「那是第一次打你。回家的路上我牽著你的手,你抿著小嘴不跟我說話。我很愧疚,以為你會哭,跟爸爸生氣。但是你自己調節好了,還反過來抱著我的脖子跟我道歉,又跟我說,挨打肯定是自己做錯了事情。你對牛頓的蘋果感興趣,對水中浮力感興趣,對公雞的腦袋為何穩定也很好奇;就是對跳舞沒興趣,問我怎麼辦?」
這都是多久之前的事情了,於星落真的記不得了。
「我想,我女兒對自己的選擇,一定是有一個清晰的認知的。」於治勛柔軟地說:「從那以後,爸爸媽媽就發誓,再也不強加給你壓力,不責備你。」
「囡囡,真的就這個男孩兒了嗎?」於治勛很嚴肅。
於星落認真地點點頭,說:「很多年前因為我的怯懦,不敢宣之於口。他有他的驕傲,我也有我的驕傲。分手以後,不和他在一起我能過得很好,但是有他我能更好,這次我想勇敢一點。幸福需要自己爭取,不能總寄希望於緣分的到來。」
於治勛問:「這麼喜歡他?」
「和他在一起很開心,什麼都不做,就呆著不說話也很開心。」
於星落想到池禹跟她撒嬌時的模樣。
喜歡一個人的時候總是溫柔又幼稚的,幻想自己是被獨寵的小孩子,霸道又無理。身邊的風很溫柔,水也很溫柔,眼睛裡好像住著閃閃發光的小星星。

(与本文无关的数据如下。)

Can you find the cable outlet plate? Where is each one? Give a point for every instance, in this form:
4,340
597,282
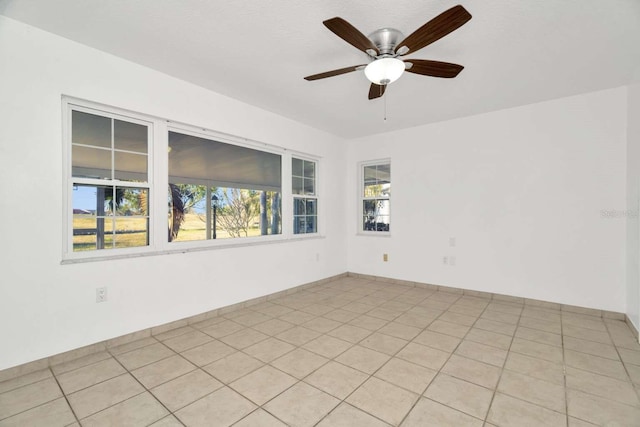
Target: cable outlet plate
101,294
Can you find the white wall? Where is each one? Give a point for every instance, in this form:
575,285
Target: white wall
522,192
47,308
633,196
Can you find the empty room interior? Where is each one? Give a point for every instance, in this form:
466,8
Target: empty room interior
279,213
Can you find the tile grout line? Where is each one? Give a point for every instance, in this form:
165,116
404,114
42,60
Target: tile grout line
144,388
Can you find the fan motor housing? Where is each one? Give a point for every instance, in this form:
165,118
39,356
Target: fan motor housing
386,40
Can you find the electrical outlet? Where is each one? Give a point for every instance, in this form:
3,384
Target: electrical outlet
101,294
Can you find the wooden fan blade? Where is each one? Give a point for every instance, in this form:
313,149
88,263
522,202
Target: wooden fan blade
376,91
350,34
434,68
333,73
435,29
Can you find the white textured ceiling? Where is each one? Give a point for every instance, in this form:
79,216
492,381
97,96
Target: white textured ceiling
515,52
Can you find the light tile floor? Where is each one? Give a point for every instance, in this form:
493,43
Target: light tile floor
351,353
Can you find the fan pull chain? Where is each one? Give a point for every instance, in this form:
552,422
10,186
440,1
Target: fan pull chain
385,106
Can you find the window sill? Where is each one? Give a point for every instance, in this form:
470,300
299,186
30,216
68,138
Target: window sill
184,250
373,234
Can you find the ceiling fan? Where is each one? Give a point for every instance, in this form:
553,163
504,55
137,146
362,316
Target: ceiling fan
387,46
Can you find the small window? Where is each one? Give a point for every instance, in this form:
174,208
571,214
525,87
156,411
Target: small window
375,192
110,184
305,198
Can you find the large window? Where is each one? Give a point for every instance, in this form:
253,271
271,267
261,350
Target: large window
305,199
110,182
140,184
375,192
221,191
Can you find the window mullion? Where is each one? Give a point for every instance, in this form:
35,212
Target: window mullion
160,161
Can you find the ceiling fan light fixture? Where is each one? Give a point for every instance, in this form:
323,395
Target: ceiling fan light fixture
384,70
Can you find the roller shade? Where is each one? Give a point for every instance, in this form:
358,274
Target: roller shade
194,160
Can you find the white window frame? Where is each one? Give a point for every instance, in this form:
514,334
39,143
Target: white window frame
241,142
158,181
362,198
315,196
69,105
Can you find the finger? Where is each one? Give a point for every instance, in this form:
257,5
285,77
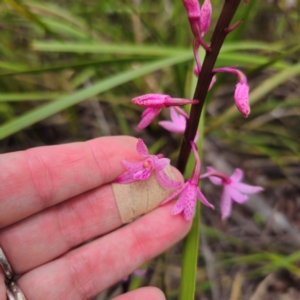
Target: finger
145,293
85,271
2,286
54,231
35,179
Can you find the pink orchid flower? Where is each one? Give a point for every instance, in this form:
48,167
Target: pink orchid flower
154,104
213,80
194,16
190,192
143,170
205,16
160,101
241,94
178,123
233,189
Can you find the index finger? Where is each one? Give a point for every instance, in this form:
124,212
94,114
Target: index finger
38,178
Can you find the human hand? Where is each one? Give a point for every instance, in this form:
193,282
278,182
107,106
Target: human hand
55,198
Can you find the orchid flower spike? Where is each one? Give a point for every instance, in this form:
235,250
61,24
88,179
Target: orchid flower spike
154,104
190,192
143,170
194,15
233,189
178,123
241,94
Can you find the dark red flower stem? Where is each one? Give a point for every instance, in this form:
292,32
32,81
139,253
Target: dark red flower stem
205,76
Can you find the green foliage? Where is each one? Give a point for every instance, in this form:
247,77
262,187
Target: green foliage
57,54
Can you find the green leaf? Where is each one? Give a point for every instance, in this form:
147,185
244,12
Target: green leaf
101,86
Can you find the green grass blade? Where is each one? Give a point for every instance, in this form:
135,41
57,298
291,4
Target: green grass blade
15,97
74,65
47,46
64,102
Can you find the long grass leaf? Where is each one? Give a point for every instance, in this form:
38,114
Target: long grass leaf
64,102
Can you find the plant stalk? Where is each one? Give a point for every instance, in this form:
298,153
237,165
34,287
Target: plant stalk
204,79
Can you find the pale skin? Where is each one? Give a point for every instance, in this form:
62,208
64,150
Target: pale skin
55,198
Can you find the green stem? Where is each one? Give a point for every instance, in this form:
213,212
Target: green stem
191,242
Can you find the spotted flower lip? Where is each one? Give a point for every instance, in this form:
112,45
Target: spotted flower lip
160,101
154,104
190,192
143,170
233,189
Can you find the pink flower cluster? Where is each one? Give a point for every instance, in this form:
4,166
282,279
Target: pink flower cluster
233,189
189,192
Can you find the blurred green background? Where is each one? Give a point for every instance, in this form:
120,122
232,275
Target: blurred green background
68,71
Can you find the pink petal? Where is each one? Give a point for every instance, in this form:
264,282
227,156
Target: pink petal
206,11
215,180
179,206
226,203
126,177
171,126
236,195
246,188
192,8
151,100
148,117
174,194
213,81
160,163
190,197
175,117
142,174
237,176
134,167
203,199
142,148
165,181
241,97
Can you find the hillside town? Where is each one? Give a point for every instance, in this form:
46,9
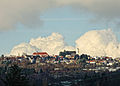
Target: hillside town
40,66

於治勛沉默片刻,說:「既然是這樣,爸爸就尊重你的決定。我囡囡的眼光肯定不會錯的。」
*
過完年以後,英元科技c輪融資完成。
於星落把自己的工作安排的滿滿當當的,再見到池禹,是股東會上。
英元的股東比較多,有些小股東也來參加會議,而池禹手裡持有的英元的股份應該是最多的。
她坐在椅子上看見他邁著長腿進來,和身邊的人說著話,淺淺一笑。一身筆挺的黑色西裝,白襯衫,菸灰色的領帶上一枚玫瑰金色的領帶針,低調又別致。
公眾場合他一向拿捏得當,叫人看不出半點兒不妥當;自然也沒人知道他是個私底下很喜歡跟女朋友撒嬌任性的人,於星落盯著他清雋的臉,總是不自覺想到兩人單獨呆在一起的樣子,尤其是大年三十那天晚上……額,打住。
池禹朝她看過來,於星落眨眨眼睛,隨後偏開臉。
池禹卻徑直向她走了過來,站了會兒,「手伸出來。」
於星落看看周圍的人,小聲問:「幹嘛?」
池禹勾唇笑了下,筆直的褲縫貼了下桌子邊緣,給她手裡放了一顆糖,手指又在她掌心撓了下,於星落再抬頭的時候,他已經漫不經心地走開了。
誰都沒有看到他的小動作,於星落有些臉熱。
於星落盯著手心的薄荷糖,和英國的時候給她的那顆是一樣的牌子。
她都不知道,池禹竟然有隨身帶著糖的習慣。
會議很快開始,那顆糖在於星落手裡攥了半天,硬硬的糖紙紮著她的掌心。她抬頭看向坐在位首的池禹,恰巧他也看過來,眼角浮起一絲淺淡的笑意,旋即消散。